I get the impression that Firinn wasn't headed straight into another job, and I think one begins to see where some of the values of his site come from, or at least reflect. There is a real difference between being unemployed and being a bum, and a big part of the difference is to be found in the answer to the question "where, given the choice, would you choose to be". There are those who mail off resumes by the thousands, pound their feet bloody on the pavement walking from office to office when the funds for postage run out, and find themselves being stonewalled, but they keep going anyway, trying to find a legitimate way out of the bad circumstances in which they find themselves. Then there are those who don't just live in poverty, they wallow in it - contemptible, not because they've dealt with unemployment, but because they've allowed themselves to be defined by it.

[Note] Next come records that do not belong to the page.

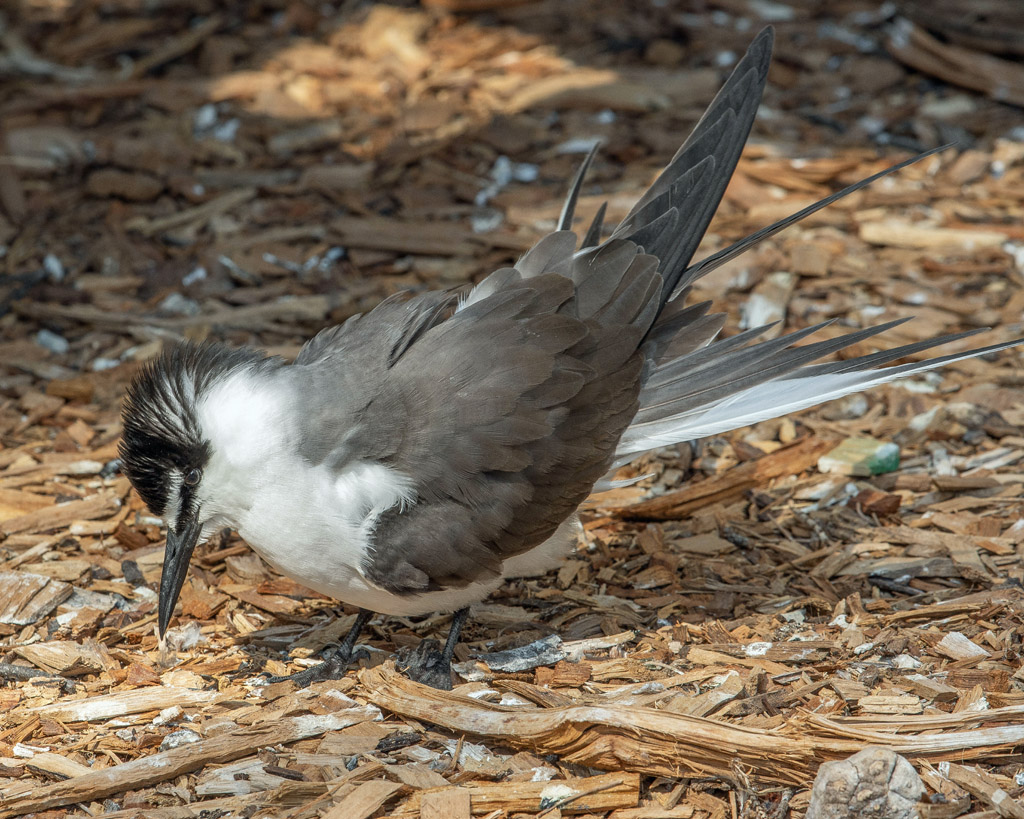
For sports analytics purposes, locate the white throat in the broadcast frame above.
[192,370,415,604]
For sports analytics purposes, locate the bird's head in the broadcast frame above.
[119,343,268,636]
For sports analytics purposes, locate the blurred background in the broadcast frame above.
[0,0,1024,371]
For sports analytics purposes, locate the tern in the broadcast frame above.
[120,29,1019,688]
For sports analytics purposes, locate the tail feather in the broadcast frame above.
[544,29,1024,490]
[674,143,954,295]
[615,339,1024,468]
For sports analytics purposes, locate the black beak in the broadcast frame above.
[158,508,203,638]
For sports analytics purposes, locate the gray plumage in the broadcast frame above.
[123,24,1015,640]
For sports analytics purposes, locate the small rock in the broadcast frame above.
[160,728,203,750]
[43,253,67,282]
[807,747,925,819]
[818,438,899,477]
[36,328,71,355]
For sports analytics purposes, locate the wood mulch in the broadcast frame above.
[0,0,1024,819]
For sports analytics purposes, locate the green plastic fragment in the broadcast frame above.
[818,438,899,477]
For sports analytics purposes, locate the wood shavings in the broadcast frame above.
[0,0,1024,819]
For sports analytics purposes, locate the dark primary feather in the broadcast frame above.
[297,22,1007,594]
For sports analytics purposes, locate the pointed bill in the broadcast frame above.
[158,508,203,639]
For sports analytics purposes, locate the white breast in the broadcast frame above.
[191,372,573,615]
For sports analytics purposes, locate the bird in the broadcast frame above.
[119,28,1020,689]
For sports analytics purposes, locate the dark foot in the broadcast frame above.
[264,649,352,688]
[267,609,373,688]
[395,640,452,691]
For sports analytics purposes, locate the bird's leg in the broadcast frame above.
[401,608,469,691]
[267,608,374,688]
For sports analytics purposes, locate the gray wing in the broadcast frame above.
[296,234,662,594]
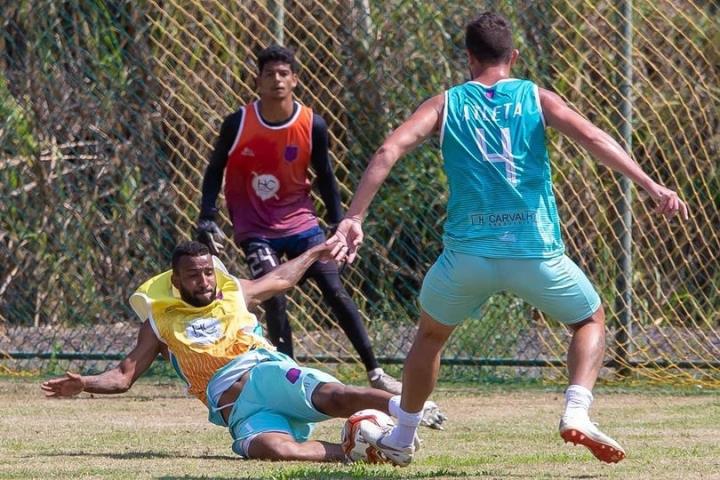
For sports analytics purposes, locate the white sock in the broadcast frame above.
[388,395,402,418]
[563,385,593,418]
[368,367,385,381]
[385,406,422,448]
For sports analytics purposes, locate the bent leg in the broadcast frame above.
[247,432,345,462]
[311,383,390,418]
[400,310,455,412]
[567,306,605,390]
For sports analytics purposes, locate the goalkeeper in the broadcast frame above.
[197,45,401,393]
[41,242,445,461]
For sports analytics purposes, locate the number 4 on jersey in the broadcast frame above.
[475,128,517,186]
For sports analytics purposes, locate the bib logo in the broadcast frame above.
[252,172,280,201]
[283,145,300,162]
[285,368,302,383]
[185,318,222,345]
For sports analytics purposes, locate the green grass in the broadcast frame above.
[0,378,720,480]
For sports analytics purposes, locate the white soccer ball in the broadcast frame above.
[340,408,395,463]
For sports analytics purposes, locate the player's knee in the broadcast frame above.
[248,437,297,460]
[323,285,352,302]
[312,382,348,416]
[570,305,605,336]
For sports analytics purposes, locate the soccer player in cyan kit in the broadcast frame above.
[197,46,401,394]
[329,12,688,464]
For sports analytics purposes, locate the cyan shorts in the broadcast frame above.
[228,357,340,457]
[420,249,600,326]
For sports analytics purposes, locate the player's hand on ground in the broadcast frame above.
[420,400,447,430]
[195,219,227,257]
[648,184,688,220]
[327,217,364,263]
[40,372,84,397]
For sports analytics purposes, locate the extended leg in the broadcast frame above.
[560,307,625,463]
[247,432,345,462]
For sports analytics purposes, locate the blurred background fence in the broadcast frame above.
[0,0,720,386]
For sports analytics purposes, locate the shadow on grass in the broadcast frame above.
[32,451,235,461]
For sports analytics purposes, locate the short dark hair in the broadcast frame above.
[257,45,298,75]
[465,12,513,64]
[172,241,210,270]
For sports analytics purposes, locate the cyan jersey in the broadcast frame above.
[440,78,565,258]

If one chooses to walk out on one job without having another to go to, who does one think will be paying one's bills? One's friends? One's family? The government, maybe? Because certainly one won't be able to do so oneself, and food and rent are not free. How responsible a choice is it to ask others to do that for one, just so that one will not have to hang around with people one doesn't like? Yet this would seem to be the choice Firinn made. Picture the kind of person who would make such a choice, picture the kind of friends he'd be likely to have, the kind who encourage such choices, and then picture them in charge of a social networking service, creating the rules according to their own value system, one in which real work and the acceptance of real responsibility see little respect. So motivated, what policies would you expect to see put in place?
The ones you're seeing right now, maybe? Having been poor, myself, I've known people like these, people who will drag you right down into the gutter with them given half a chance. As bizarre luck would have it, one of them has made a mildly good living doing what bad drinking buddies have been doing for those down at the heels for generations, but his marginal prosperity is not going to be contagious because it comes to him entirely at the expense of his "friends", coming to him through his promotion of values that, being incapable of contributing to an increase in general prosperity (play being put before work), must therefore present us with the logic of a zero sum game - the enrichment of one must be the impoverishment of another. Keeping the kind of company one will at a place in which such expectations make law, ie. those to whom such expectations would seem reasonable, that improverishment may come more quickly than usual, because while false prosperity isn't contagious, bad habits most assuredly are, and bad company is a rich source of trouble.